O Presidente Afeworki apelou à comunidade internacional para tomar medidas de prevenção.
A Eritreia foi acusada num relatório americano de providenciar armas à União dos Tribunais Islâmicos, que foram afastados da capital somali, Mogadishu, no final de dezembro.
O vice-Primeiro Ministro da Somália, Hussein Aideed, defendeu os ataques aéreos ao afirmar que eram necessários para evitar que militantes islâmicos destabilizassem a região.
Aideed disse à BBC que haveria mais ataques se a ameaça dos islamistas persistisse.
"Enquanto os islamitas continuarem a lutar os ataques vão continuar para acabar a missão. "
Oposição americana
Para além da Eritreia, também o Djubouti se manifestou contra os ataques aéreos americanos no início desta semana.
O Djibouti é um forte aliado dos Estados Unidos, que têm uma grande base militar no país.
O Ministro dos Negócios Estrangeiros do Djibouti, mahmoud Ali Youssouf, disse ao serviço francês da BBC que o diálogo e não a incursão militar era a melhor forma de resolver a crise na Somália.

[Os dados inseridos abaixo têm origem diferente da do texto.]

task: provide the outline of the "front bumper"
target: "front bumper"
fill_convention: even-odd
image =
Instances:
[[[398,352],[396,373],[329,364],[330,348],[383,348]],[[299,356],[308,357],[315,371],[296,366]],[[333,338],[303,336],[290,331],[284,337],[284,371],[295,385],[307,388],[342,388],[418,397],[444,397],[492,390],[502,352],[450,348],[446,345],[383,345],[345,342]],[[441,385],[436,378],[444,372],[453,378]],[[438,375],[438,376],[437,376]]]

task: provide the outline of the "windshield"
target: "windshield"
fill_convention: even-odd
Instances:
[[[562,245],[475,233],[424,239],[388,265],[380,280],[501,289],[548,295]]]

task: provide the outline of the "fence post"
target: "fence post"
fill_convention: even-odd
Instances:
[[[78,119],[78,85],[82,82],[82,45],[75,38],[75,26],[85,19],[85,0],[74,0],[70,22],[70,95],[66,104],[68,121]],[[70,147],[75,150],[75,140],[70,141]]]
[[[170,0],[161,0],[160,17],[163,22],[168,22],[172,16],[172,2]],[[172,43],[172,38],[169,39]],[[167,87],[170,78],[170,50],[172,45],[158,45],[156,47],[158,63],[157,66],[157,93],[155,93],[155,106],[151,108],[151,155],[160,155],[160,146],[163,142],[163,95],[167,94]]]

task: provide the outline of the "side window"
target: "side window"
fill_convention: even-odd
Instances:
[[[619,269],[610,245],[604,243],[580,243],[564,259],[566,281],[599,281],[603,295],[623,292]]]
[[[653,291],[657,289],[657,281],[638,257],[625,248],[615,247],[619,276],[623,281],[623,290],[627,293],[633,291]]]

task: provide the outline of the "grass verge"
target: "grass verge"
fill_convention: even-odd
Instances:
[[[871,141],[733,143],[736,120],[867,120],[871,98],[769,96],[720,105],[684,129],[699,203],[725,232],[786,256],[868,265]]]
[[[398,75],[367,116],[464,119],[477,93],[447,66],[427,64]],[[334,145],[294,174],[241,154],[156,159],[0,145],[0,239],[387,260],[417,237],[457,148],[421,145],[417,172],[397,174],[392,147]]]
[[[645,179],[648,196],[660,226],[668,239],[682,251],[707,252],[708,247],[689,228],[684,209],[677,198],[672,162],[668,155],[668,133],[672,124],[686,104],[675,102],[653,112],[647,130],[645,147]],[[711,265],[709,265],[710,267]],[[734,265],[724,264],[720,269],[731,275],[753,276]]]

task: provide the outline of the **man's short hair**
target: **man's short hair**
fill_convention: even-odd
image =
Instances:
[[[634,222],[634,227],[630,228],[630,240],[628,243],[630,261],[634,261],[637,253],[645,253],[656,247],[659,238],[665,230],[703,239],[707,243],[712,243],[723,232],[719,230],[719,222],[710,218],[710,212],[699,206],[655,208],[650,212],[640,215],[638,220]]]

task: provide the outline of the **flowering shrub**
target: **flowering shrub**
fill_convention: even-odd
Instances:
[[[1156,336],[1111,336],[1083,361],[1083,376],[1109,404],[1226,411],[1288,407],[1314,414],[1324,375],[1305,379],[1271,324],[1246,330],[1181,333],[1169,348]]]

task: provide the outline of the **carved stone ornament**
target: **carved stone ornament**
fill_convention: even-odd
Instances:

"O diálogo político deve ser a única alternativa; a crise na Somália pode encontrar uma paz e solução duradouras se todas as facções da sociedade somali levarem a cabo negociações e recomeçarem o longo processo da reconciliação.'
O novo Secretário-Geral das Nações Unidas, Ban Ki-moon, disse que a sua maior viagem no estrangeiro será à Eritreia, onde vai participar na cimeira da União Africana no final deste mês.
Ban disse que África seria uma das suas prioridades com os conflitos em Darfur e na Somália no topo da sua agenda.